Another hope for a soon end to the Pandemic, which we would call a #Plandemic, by #Soros or #Sorosvirus is Chloroquine, usually used to fight and protect against malaria.
For coronaviruses chloroquine works by increasing endosomal pH and interfere with terminal glycosylation of the cellular receptor. In late January 2020 during the 2019–20 coronavirus outbreak, Chinese medical researchers stated that exploratory research into chloroquine and two other medications, remdesivir and lopinavir/ritonavir, seemed to have "fairly good inhibitory effects" on the 2019 novel coronavirus. Requests to start clinical testing were submitted. Chloroquine phosphate had been also proposed as a treatment for SARS-CoV with in vitro tests successfully inhibiting the virus.
On 19 February 2020, preliminary results found that chloroquine may be effective and safe in treating COVID-19 associated pneumonia. There is evidence to indicate the efficacy of chloroquine phosphate against SARS-CoV-2 in vitro, on Vero cells. The Guangdong Provincial Department of Science and Technology and the Guangdong Provincial Health and Health Commission issued a report stating that chloroquine phosphate "improves the success rate of treatment and shortens the length of patient’s hospital stay" and recommended it for patients diagnosed with mild, moderate and severe cases of novel coronavirus pneumonia.

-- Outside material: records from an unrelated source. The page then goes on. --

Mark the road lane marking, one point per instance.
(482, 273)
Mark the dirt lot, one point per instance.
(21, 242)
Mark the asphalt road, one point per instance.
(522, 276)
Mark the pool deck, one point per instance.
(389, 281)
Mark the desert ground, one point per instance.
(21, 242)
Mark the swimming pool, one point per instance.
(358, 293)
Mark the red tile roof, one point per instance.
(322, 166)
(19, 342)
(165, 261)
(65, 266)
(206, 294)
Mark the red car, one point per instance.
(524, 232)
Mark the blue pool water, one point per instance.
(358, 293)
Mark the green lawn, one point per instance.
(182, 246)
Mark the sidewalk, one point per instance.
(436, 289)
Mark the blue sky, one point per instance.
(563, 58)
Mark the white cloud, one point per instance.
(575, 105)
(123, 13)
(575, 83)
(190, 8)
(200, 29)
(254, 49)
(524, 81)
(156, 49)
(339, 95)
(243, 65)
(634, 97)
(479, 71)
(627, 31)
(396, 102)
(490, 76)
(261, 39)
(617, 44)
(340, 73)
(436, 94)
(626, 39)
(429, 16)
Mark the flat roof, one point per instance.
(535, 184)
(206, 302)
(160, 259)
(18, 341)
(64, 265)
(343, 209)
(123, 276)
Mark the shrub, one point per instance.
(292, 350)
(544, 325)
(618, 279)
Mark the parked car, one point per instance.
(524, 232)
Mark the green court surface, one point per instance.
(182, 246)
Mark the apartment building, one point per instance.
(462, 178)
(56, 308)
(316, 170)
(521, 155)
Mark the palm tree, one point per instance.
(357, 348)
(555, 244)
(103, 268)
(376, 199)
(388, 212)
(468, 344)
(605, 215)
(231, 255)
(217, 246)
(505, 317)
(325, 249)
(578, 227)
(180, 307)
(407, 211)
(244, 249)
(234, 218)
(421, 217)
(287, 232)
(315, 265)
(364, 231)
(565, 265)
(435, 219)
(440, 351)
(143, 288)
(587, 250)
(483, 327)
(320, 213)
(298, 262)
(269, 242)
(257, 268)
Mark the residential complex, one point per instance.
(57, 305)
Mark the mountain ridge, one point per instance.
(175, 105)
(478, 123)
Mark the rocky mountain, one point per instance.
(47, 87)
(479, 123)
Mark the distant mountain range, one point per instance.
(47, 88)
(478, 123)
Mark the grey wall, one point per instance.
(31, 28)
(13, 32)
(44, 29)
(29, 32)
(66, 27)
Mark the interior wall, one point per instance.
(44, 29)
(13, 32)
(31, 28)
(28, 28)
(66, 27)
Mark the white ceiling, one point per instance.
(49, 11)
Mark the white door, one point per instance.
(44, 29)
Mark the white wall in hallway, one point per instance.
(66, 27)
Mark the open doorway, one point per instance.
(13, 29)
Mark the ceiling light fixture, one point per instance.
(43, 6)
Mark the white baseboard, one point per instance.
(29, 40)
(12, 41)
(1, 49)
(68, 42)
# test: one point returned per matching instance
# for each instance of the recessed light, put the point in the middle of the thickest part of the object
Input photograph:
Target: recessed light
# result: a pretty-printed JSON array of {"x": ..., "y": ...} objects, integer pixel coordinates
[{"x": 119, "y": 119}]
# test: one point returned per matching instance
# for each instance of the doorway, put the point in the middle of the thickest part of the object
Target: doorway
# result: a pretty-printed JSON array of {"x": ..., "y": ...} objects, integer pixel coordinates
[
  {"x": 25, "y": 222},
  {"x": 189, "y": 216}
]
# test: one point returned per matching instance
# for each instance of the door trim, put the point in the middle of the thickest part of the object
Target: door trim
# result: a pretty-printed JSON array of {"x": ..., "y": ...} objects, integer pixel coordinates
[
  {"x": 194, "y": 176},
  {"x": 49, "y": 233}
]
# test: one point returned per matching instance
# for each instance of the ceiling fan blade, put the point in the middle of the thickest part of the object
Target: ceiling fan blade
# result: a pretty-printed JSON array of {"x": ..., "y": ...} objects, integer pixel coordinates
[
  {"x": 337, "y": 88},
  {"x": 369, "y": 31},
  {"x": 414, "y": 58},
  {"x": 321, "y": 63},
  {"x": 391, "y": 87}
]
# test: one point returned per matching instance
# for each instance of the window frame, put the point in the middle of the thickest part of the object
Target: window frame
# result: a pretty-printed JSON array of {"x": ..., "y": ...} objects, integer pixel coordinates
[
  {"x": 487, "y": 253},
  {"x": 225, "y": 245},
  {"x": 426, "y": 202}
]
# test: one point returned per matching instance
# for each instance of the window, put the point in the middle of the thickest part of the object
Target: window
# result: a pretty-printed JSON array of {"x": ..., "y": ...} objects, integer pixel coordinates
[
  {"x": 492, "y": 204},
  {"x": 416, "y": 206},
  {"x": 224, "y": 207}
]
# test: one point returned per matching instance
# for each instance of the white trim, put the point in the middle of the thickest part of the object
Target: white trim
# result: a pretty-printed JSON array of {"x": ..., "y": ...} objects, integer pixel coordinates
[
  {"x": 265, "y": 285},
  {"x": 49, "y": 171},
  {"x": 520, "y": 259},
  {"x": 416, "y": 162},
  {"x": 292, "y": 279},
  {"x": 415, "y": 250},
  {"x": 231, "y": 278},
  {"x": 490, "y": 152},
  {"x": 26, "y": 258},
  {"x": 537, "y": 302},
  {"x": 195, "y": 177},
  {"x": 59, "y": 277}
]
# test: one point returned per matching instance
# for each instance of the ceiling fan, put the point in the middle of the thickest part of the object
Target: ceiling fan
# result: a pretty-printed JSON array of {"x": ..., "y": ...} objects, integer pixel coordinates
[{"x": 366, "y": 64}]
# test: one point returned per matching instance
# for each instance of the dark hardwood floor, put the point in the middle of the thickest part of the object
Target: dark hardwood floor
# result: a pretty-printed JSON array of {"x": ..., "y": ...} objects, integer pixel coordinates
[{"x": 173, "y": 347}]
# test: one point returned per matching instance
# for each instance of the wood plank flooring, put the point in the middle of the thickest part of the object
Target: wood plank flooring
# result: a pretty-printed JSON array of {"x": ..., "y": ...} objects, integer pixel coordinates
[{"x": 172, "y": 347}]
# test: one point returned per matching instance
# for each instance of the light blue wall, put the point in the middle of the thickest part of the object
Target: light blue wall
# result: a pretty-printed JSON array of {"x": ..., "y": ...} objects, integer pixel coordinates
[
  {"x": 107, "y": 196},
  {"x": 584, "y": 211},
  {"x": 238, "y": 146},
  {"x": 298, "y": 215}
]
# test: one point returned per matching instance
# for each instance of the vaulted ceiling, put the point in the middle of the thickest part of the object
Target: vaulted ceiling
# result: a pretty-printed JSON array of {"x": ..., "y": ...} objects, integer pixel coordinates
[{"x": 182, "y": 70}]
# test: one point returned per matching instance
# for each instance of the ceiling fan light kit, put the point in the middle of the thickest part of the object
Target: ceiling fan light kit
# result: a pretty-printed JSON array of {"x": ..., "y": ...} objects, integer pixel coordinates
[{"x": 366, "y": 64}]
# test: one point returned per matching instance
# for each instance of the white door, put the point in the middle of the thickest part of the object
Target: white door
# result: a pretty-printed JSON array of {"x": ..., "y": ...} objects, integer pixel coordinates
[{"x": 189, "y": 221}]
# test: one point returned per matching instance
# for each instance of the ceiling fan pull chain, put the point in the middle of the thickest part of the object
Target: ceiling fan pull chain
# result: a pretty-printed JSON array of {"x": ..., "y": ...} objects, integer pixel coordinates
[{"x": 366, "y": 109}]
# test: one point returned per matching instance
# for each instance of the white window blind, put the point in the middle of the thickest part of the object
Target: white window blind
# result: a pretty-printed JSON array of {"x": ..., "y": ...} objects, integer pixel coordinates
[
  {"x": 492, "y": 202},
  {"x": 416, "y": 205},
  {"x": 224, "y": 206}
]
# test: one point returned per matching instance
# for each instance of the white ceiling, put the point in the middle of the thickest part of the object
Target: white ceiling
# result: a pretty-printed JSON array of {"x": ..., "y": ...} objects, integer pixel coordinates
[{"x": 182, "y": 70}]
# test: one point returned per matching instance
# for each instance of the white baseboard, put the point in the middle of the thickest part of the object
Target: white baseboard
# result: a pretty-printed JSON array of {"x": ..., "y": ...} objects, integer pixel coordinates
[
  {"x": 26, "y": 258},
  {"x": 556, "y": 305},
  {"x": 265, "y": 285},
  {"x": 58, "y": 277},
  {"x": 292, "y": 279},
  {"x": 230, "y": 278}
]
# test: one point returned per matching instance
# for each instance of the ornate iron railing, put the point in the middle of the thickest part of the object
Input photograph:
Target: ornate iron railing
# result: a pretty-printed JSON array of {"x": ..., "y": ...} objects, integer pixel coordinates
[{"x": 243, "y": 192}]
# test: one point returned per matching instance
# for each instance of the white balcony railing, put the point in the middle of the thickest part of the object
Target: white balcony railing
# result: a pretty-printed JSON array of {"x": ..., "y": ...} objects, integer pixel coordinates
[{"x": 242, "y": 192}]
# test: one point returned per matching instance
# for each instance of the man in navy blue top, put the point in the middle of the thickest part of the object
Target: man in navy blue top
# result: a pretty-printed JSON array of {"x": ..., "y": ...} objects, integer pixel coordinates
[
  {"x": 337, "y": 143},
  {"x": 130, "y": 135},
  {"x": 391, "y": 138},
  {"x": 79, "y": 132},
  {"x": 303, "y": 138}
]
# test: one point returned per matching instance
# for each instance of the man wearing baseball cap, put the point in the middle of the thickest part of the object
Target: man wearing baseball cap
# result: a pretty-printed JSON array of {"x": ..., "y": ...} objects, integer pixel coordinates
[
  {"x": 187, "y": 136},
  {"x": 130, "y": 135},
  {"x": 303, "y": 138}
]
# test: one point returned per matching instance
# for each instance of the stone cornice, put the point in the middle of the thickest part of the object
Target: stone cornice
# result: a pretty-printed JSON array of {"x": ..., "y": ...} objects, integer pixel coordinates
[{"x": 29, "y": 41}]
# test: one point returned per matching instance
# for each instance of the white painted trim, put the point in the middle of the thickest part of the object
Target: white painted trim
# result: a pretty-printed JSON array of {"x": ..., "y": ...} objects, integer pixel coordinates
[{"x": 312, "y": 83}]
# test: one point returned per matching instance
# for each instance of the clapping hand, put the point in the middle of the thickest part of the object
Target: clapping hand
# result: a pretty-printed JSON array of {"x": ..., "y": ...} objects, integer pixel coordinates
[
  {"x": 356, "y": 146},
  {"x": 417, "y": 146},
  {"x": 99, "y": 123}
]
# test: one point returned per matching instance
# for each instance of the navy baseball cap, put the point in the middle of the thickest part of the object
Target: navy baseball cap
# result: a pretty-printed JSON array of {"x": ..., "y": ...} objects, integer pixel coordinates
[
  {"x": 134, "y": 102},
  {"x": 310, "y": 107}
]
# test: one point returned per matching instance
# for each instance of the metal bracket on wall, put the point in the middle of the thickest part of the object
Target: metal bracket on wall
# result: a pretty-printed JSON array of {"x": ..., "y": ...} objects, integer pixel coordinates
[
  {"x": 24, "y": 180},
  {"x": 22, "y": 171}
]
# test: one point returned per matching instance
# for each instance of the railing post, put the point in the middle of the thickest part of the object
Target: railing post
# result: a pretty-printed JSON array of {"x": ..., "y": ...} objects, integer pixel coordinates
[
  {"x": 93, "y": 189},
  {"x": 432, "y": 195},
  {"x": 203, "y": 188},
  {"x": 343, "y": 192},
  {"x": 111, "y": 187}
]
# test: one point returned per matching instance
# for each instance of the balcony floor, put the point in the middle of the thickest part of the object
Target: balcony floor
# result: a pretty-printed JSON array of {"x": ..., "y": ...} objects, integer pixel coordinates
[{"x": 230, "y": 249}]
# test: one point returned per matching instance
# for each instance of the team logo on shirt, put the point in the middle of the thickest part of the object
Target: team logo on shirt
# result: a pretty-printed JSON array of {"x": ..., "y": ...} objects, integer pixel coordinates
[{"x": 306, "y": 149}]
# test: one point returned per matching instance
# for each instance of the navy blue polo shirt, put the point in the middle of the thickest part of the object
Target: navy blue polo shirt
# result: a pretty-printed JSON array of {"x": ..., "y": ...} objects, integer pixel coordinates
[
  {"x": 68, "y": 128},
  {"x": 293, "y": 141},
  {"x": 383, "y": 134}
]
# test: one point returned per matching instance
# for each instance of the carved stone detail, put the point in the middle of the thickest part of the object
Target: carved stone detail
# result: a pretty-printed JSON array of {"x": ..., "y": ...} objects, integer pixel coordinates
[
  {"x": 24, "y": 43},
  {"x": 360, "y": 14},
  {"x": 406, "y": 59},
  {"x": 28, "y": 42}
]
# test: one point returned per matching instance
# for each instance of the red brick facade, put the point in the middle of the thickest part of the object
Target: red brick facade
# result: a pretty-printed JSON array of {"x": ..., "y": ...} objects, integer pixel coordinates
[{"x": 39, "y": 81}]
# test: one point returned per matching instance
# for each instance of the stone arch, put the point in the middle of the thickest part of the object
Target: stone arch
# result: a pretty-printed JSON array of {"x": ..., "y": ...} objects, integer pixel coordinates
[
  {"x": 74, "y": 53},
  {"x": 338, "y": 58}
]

Chloroquine have been recommended by Chinese, South Korean and Italian health authorities for the treatment of COVID-19 however they have noted the important contraindications for people with certain heart conditions, diabetes, etc. In February 2020, both drugs were shown to effectively inhibit COVID-19 in vitro, however a further study concluded that hydroxychloroquine was more potent than chloroquine, with a more tolerable safety profile.  Preliminary results from a multicentric trial, announced in a press conference suggested that chloroquine is effective and safe in treating COVID-19 associated pneumonia, "improving lung imaging findings, promoting a virus-negative conversion, and shortening the disease course".
On 16 March 2020, advisor to the French Government on COVID-19, Professor Didier Raoult, announced that a trial involving 24 patients from the south east of France supported the claim that chloroquine was an effective treatment for COVID-19. 600mg of hydroxychloroquine was administered to these patients every day for 10 days. The drug appeared to be responsible for a "rapid and effective speeding up of their healing process, and a sharp decrease in the amount of time they remained contagious". The study also suggested that taking chloroquine in combination with the antibiotic azithromycin - which is known to be effective against complications from bacterial lung disease - led to even better outcomes. Professor Raoult said the results showed there was "a spectacular reduction in the number of positive cases" with the combination therapy. At 6 days, among patients given combination therapy, the percentage of cases still carrying SRAS-CoV-2 was no more than 5%. The French Health Minister, Olivier Véran. was reported as saying that "new tests will now go ahead in order to evaluate the results by Professor Raoult, in an attempt to independently replicate the trials and ensure the findings are scientifically robust enough, before any possible decision might be made to roll any treatment out to the wider public". The French media also reported that the French pharmaceutical company Sanofi had offered French authorities millions of doses of the drug for use against COVID-19.
Chloroquine is being considered in pre-clinical models as a potential agent against chikungunya fever.